Tabulate 2.10.3

I fixed a bug in Tabulate last night, and released version 2.10.3. I’ve rather been neglecting this project for a while, so it’s been nice to come back to it. There are a few things that I might try to get done on it in the next few days or weeks (starting with more documentation).

The bug was to do with the change in WordPress’ default database character set and how that affected the reports ‘title’ column. Previously, a key length on this column of 200 was okay as it was under MySQL’s maximum of 767 (i.e. 767 bytes / 3 bytes for utf8 = max. 255 characters), but now the default is utf8mb4 each character can use up to 4 bytes instead of 3, and so the length must be reduced to 191 (i.e. 767 bytes / 4 bytes for utf8mb4 = max. 191 characters). WordPress core only does this for sites running on MySQL 5.5 and above, but it seemed easier just to reduce the key length for all Tabulate installations; it doesn’t seem likely to be an annoyance to anyone.

MediaWiki with two database servers

I’ve been trying to replicate locally a bug with MediaWiki’s GlobalPreferences extension. The bug is about the increased number of database reads that happen when the extension is loaded, and the increase happens not on the database table that stores the global preferences (as might be expected) but rather on the ‘local’ tables. However, locally I’ve had all of these running on the same database server, which makes it hard to watch the standard monitoring tools to see differences; so, I set things up on two database servers locally.

Firstly, this was a matter of starting a new MySQL server in a Docker container (accessible at 127.0.0.1:3305 and with its data in a local directory so I could destroy and recreate the container as required):

docker run -it -e MYSQL_ROOT_PASSWORD=pwd123 -p3305:3306 -v$PWD/mysqldata:/var/lib/mysql mysql

(Note that because we’re keeping local data, root’s password is only set on the first set-up, and so the MYSQL_ROOT_PASSWORD can be left off future invocations of this command.)

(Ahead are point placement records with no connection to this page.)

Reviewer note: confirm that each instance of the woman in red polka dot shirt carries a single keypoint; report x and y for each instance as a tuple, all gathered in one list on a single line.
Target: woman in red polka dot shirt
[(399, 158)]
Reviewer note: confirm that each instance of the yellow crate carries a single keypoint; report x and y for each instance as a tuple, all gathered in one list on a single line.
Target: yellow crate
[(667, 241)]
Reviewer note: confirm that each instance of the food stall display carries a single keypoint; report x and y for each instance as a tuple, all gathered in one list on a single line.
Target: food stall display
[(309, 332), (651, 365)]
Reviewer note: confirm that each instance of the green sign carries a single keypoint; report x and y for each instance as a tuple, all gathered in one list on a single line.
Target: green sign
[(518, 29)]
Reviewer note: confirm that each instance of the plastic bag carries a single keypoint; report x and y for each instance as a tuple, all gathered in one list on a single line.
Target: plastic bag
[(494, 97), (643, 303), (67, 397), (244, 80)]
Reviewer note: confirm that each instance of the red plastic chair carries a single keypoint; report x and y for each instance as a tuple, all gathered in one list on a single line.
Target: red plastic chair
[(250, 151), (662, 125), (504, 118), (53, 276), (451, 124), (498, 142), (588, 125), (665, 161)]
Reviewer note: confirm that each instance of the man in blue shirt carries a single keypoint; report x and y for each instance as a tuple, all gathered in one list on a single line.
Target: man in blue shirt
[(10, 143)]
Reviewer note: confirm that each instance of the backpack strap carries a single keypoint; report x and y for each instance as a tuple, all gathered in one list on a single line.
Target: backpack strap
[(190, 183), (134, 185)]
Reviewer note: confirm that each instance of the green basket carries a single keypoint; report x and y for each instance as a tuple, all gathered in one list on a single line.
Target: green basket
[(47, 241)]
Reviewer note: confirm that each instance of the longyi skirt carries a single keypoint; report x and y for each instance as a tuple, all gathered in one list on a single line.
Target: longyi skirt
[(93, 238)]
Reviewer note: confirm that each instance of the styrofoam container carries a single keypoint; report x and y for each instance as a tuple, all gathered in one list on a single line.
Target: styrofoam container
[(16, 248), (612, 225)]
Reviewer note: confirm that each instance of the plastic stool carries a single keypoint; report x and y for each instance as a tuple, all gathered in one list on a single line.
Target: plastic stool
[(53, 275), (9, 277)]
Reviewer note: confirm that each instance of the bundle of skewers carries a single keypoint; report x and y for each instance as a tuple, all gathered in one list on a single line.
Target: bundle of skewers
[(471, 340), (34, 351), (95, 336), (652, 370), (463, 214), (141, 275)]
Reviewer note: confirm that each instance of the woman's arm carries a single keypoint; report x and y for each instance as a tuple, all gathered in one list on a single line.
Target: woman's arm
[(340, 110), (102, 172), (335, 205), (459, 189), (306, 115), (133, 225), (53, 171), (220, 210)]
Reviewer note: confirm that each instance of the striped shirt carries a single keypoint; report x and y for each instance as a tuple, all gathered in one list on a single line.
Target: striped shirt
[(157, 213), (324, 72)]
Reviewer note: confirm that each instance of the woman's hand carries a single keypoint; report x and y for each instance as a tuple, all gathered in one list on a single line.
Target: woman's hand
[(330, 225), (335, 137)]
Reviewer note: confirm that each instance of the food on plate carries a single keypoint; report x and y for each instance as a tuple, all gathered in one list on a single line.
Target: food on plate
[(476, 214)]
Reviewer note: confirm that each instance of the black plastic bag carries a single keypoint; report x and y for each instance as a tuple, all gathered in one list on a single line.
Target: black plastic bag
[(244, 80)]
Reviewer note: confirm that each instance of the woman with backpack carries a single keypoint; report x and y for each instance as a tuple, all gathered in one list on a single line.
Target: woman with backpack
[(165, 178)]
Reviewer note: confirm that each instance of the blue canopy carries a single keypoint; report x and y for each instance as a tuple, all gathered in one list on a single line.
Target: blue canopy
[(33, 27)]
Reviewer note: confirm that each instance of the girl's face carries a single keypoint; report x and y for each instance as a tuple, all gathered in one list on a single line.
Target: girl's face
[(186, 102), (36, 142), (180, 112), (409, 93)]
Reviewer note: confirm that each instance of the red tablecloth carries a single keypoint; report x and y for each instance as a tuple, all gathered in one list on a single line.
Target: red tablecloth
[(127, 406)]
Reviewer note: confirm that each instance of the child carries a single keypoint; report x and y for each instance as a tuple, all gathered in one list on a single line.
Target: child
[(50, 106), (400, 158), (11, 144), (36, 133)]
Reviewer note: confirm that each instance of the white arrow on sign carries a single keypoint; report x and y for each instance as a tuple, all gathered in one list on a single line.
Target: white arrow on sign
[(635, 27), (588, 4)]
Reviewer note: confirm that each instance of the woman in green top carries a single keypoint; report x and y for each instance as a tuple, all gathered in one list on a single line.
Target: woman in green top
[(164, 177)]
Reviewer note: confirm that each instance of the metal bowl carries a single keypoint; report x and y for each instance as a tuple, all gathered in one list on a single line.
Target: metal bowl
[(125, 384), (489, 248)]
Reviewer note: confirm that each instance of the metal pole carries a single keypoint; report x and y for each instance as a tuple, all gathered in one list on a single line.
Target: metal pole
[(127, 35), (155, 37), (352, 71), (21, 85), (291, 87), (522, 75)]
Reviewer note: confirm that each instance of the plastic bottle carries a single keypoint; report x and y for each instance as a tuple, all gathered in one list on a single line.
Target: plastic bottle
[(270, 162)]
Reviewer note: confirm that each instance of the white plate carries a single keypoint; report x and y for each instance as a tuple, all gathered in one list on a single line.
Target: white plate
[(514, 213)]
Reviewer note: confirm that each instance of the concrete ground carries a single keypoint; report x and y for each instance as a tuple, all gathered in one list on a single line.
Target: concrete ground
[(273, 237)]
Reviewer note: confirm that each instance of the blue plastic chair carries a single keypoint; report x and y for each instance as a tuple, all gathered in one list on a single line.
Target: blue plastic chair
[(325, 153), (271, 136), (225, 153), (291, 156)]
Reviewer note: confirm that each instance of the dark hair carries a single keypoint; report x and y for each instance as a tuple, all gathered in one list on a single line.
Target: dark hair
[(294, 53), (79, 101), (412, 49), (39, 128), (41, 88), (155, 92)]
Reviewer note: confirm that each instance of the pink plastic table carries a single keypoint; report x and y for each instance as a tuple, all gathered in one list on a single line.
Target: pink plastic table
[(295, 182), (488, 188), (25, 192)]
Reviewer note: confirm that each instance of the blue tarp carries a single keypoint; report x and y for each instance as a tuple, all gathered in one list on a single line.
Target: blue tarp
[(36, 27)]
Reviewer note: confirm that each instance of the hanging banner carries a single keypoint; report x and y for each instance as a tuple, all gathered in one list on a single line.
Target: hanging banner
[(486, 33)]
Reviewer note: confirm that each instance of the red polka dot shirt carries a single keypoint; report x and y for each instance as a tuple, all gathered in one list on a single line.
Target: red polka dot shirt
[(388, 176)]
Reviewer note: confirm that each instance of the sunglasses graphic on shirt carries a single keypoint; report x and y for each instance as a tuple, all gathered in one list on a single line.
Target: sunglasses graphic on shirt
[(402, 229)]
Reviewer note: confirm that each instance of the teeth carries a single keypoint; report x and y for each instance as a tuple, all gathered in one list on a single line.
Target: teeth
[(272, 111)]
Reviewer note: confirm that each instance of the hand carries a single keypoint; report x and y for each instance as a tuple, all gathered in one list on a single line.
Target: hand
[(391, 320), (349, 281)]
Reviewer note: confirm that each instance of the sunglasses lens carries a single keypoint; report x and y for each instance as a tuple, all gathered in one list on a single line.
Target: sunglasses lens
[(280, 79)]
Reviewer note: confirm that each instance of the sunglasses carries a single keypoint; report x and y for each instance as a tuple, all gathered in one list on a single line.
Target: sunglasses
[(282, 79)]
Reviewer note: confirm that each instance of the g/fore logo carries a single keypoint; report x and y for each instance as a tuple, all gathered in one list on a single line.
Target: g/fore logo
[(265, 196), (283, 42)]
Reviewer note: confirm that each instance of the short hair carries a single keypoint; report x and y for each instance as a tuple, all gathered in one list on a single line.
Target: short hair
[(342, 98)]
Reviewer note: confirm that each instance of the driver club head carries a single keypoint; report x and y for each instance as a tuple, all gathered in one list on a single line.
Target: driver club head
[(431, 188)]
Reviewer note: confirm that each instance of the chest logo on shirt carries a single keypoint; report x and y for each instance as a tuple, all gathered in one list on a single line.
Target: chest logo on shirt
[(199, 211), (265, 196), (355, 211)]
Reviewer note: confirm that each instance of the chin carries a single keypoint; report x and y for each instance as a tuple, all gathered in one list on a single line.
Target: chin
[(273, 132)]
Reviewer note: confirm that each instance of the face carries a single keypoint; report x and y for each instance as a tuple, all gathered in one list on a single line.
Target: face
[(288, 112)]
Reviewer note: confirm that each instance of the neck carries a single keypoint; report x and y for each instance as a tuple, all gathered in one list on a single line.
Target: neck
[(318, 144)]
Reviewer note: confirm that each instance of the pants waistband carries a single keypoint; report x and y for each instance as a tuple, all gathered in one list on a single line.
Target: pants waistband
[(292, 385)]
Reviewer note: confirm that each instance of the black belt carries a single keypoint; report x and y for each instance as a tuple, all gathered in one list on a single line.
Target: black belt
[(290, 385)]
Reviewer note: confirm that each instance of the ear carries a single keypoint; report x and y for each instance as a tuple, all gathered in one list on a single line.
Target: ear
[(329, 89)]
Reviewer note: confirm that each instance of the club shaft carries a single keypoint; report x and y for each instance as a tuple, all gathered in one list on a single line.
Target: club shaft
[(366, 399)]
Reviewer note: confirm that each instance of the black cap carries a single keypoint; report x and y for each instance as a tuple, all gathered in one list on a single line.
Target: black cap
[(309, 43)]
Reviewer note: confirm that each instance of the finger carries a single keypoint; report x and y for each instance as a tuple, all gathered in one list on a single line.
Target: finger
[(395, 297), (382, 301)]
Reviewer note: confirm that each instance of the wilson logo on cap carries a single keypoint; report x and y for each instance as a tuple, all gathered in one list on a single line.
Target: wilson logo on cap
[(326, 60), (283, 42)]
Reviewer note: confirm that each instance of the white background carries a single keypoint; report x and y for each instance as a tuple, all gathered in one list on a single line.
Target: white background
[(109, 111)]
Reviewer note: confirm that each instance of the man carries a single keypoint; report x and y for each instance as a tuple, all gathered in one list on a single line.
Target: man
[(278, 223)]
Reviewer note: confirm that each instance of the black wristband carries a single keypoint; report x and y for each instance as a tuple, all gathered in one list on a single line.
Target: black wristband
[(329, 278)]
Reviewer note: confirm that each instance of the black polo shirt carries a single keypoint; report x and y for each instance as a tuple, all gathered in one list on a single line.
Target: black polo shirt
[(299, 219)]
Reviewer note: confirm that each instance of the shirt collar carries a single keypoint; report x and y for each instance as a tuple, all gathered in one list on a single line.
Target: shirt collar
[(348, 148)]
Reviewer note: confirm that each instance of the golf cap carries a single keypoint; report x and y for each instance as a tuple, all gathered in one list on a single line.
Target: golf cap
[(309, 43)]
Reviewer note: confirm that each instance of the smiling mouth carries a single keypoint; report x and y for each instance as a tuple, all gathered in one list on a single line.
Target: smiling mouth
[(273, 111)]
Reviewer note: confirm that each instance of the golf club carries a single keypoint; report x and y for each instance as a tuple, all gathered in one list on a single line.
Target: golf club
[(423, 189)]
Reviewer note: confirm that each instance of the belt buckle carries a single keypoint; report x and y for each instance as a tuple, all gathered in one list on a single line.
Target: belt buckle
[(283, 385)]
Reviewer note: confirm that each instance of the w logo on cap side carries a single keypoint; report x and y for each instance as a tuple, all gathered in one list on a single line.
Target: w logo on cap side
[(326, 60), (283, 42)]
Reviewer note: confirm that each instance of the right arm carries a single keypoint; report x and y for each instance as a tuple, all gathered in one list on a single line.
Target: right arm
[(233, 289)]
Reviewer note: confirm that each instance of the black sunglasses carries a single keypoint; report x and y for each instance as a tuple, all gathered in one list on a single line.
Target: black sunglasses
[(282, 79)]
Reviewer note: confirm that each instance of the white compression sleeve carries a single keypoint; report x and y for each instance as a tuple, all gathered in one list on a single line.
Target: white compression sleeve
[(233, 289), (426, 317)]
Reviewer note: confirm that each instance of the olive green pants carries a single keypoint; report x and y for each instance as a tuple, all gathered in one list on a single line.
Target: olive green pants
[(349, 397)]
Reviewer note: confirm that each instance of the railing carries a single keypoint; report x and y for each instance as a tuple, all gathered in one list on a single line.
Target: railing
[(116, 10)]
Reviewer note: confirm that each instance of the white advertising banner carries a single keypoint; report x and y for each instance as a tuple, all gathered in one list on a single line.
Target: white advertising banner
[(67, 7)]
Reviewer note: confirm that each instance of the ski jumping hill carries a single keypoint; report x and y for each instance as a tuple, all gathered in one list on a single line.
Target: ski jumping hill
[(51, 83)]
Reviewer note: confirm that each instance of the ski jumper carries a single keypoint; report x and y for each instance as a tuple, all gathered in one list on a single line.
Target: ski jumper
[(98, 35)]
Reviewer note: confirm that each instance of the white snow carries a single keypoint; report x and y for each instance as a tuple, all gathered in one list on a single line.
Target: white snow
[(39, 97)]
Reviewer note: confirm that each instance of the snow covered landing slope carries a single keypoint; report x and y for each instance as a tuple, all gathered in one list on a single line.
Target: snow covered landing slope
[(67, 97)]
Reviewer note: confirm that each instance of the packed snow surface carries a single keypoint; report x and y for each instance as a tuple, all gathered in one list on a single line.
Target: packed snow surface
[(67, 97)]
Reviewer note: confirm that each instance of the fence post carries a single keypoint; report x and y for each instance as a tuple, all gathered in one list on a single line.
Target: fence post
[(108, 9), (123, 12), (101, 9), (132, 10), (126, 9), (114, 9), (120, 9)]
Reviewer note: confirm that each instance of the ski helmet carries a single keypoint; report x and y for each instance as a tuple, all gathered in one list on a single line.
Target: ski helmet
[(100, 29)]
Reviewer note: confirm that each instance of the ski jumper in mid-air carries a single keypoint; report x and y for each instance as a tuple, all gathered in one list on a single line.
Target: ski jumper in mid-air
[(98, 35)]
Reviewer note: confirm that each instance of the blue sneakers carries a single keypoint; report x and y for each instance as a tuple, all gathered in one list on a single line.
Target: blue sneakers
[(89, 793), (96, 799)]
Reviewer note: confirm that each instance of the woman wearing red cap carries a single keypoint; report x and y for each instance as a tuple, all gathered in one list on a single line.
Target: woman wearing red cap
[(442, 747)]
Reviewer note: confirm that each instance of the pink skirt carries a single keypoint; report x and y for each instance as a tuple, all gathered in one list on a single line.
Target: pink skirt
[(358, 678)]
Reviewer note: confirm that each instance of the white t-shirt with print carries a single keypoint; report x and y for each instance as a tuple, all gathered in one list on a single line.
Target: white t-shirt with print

Then it’s a matter of setting up MediaWiki to use the two servers:

$wgLBFactoryConf = [
	'class' => 'LBFactory_Multi',
	'sectionsByDB' => [
		// Map of database names to section names.
		'mediawiki_wiki1' => 's1',
		'wikimeta' => 's2',
	],
	'sectionLoads' => [
		// Map of sections to server-name/load pairs.
		'DEFAULT' => [ 'localdb'  => 0 ],
		's1' => [ 'localdb'  => 0 ],
		's2' => [ 'metadb' => 0 ],
	],
	'hostsByName' => [
		// Map of server-names to IP addresses (and, in this case, ports).
		'localdb' => '127.0.0.1:3306',
		'metadb' => '127.0.0.1:3305',
	],
	'serverTemplate' => [
		'dbname'        => $wgDBname,
		'user'          => $wgDBuser,
		'password'      => $wgDBpassword,
		'type'          => 'mysql',
		'flags'         => DBO_DEFAULT,
		'max lag'       => 30,
	],
];
$wgGlobalPreferencesDB = 'wikimeta';

‘Reports’ in Tabulate

I’ve been working on a system for integrating custom queries and outputs into Tabulate. So far, it’s only been possible to use MySQL views to combine data from different tables, and the output has been just the same as for base tables. I keep wanting to be able to apply custom formatting to columns or to whole tables — the data is fine, it can almost always be derived with a single SQL statement.

Currently, I’m working on a system of ‘reports’, where one can define a template (using Twig) and a set of SQL queries whose data will be given to the template. Pretty simple, really. I thought about (actually, still wonder if it’s not a better way) making it possible to define custom formats/templates for individual columns and column types, but everything that that approach can do can be done with these ‘reports’, plus a whole lot more.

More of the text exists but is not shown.